Temporal scales of environmental variation
We introduce stochasticity into the model by allowing environmental
conditions (i.e. temperature) to change over time. We design two types
of variation with different temporal scales that differ in resampling
frequency to capture this idea. Specifically, temperatures are
determined by the mean and variation of the short-term distribution,
\(T\sim Norm(T_{\text{smean}},\sigma_{\text{short}}^{2})\), (3a)
where the mean of the short-term distribution, \(T_{\text{smean}}\), is
sampled from a long-term distribution,
\(T_{\text{smean}}\sim Norm\left(T_{\text{mean}},\sigma_{\text{long}}^{2}\right).\)(3b)
Under this scenario, environmental fluctuation is controlled by three
factors: (1) the mean temperature of the long-term distribution
(\(T_{\text{mean}}\)); (2) long-term variation
(\(\sigma_{\text{long}}^{2}\)); and (3) short-term variation
(\(\sigma_{\text{short}}^{2}\)).
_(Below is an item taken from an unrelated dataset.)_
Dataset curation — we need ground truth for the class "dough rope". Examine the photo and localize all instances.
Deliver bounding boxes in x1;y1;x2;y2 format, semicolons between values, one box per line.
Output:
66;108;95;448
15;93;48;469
Thus, we model a nonequilibrium system
in the sense that environmental conditions vary stochastically and,
therefore, the carrying capacities of competing species change
dynamically, which prevents populations from reaching equilibrium
states.
The characteristics of short- and long-term variation can be visualized
using fast Fourier transformation (FFT) to decompose the time series of
temperature into frequency and amplitude domains (Fig. 1a-c) (Dillonet al. 2016). Since frequencies with the greatest amplitudes
contribute more to the pattern of variation, if we change one type of
variation at a time, we can see that increasing short-term variation
increases the amplitude of higher frequencies more than of lower
frequencies (Fig. 1d-e). Similarly, increasing long-term variation
expands the amplitude of lower frequencies more than of higher
frequencies (Fig. 1e-f). These settings capture the characteristics of
stochastic fluctuation at different temporal scales. For instance, body
temperature may vary over the course of few minutes due to a difference
in wind speed, whereas variation in weather (e.g. a tropical storms or
heat waves) may last for weeks. Further, global events like El Nino may
occur at considerably irregular intervals at the temporal scale of
years. These examples illustrate how stochastic events can occur at both
short- and long-term temporal scales. Importantly, long- and short-term
variation should be viewed as two points along a continuum of temporal
environmental variation. Although we do not directly focus on the number
of variation types or the relative temporal scale of updating the
environmental conditions (i.e. \(\delta\)), it is possible to extend our
model to incorporate more complex and realistic patterns of
environmental variation (see Table 1 for summary of all parameters).